In merito alle politiche economiche, si
legge ancora nell’appello, “L’Europa deve andare oltre vecchi e nuovi
Patti di Stabilità, oltre le politiche limitate a mercato e moneta
unica. Le iniziative dell’Europa devono affrontare gli squilibri
dell’economia reale e cambiare la direzione dello sviluppo. In campo
fiscale occorre armonizzare la tassazione in Europa, spostando il carico
fiscale dal lavoro alla ricchezza e alle risorse non rinnovabili, con
nuove entrate che finanzino la spesa a livello europeo. La spesa
pubblica – a livello nazionale e europeo – dev’essere utilizzata per
rilanciare la domanda, difendere il welfare, estendere le attività e i
servizi pubblici. Le politiche industriali e dell’innovazione devono
orientare produzioni e consumi verso maggiori competenze dei lavoratori,
qualità e sostenibilità. Gli eurobond devono essere introdotti non solo
per rifinanziare il debito, ma per finanziare la riconversione
ecologica dell’economia europea”.
Ma l’ “altra strada” per salvare
l’Europa non è fatta solo di economia. “Un’altra strada per l’Europa”
porrà al centro del dibattito anche i temi della democrazia, della pace e
dei diritti umani. La democrazia non se la passa benissimo in Europa,
perché “il processo di decisione comune è sempre più rimpiazzato dal
potere del più forte. La crisi toglie legittimità alle istituzioni
europee”. Ma, ricordano i promotori del Forum, “in questi decenni i
cittadini europei sono stati protagonisti di movimenti sociali e
pratiche di democrazia partecipativa e deliberativa – dai Forum sociali
europei alle proteste degli indignados. Queste esperienze hanno bisogno
di una risposta istituzionale. Occorre superare il divario tra i
cambiamenti sociali di oggi e gli assetti istituzionali e politici che
sono fermi a un’epoca passata”.
La nuova Europa, e questo va ricordato
soprattutto a un paese quale l’Italia, deve saper essere inclusiva e
aperta: “Le società europee non devono richiudersi in se stesse.

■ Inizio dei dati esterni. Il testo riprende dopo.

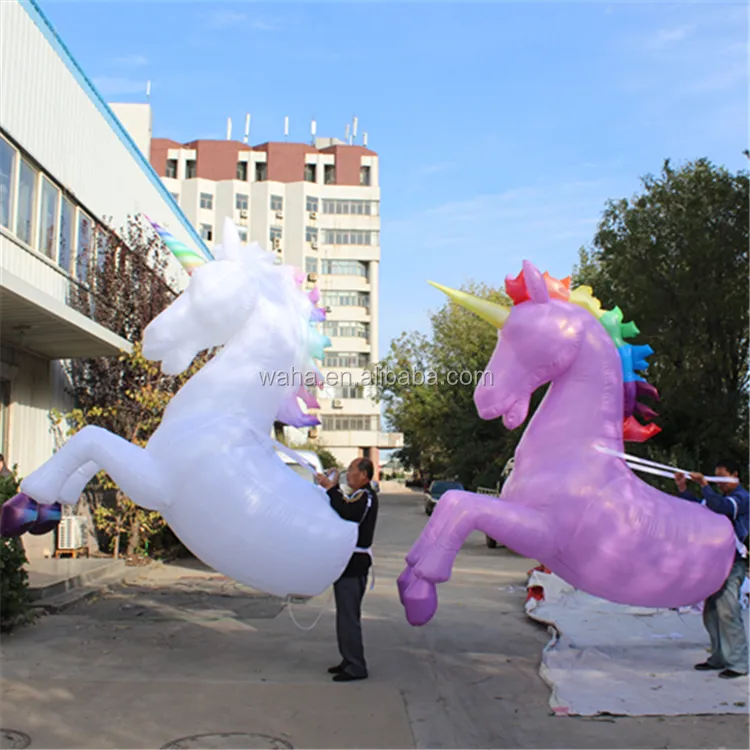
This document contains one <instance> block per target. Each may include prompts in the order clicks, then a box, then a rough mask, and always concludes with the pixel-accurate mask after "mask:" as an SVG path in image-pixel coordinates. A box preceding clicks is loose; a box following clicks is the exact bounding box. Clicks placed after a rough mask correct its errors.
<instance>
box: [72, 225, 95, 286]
mask: <svg viewBox="0 0 750 750" xmlns="http://www.w3.org/2000/svg"><path fill="white" fill-rule="evenodd" d="M93 251H94V222H93V221H92V220H91V219H89V217H88V216H86V214H85V213H83V211H79V212H78V249H77V251H76V277H77V278H78V280H79V281H82V282H83V283H84V284H86V283H87V282H88V280H89V268H90V267H91V258H92V255H93Z"/></svg>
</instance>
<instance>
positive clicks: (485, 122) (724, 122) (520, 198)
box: [41, 0, 749, 353]
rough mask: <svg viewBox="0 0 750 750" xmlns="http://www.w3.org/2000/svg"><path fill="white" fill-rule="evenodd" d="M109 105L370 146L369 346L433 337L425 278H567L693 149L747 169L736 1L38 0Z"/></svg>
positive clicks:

L’inclusione sociale e politica dei migranti è una prova essenziale del
grado di democrazia dell’Europa. Legami più stretti vanno costruiti con i
movimenti per la democrazia nei paesi dell’Africa mediterranea che
hanno rovesciato regimi autoritari”. E l’Europa dovrà essere anche
un’Europa della pace, iniziando a tagliare le spese destinate
all’acquisto di armi e rivedendo le sue strategie politiche: “l’Europa
resta responsabile della presenza di armi nucleari, di strategie
militari aggressive e di un quinto della spesa militare mondiale: 316
miliardi di dollari nel 2010. Con gli attuali problemi di bilancio,
drastici tagli e razionalizzazioni della spesa militare sono
indispensabili. La pace in Europa non viene dalla proiezione di forza
militare, ma da una politica di sicurezza umana e comune, che può
costruire la pace e garantire i diritti umani”.
Il 28 giugno verrà presentata questa
idea di Europa, a favore dei popoli e non delle banche, della pace e non
delle guerre, dei diritti e dell’uguaglianza e non delle
prevaricazioni. Mentre il summit dei leader europei si riunirà ancora
una volta per non decidere nulla o quasi, il forum sarà l’occasione per
stimolare un ricco dibattito in tutti i paesi europei, con l’obiettivo
di costruire l’Europa che vogliamo, e che ci era stata promessa.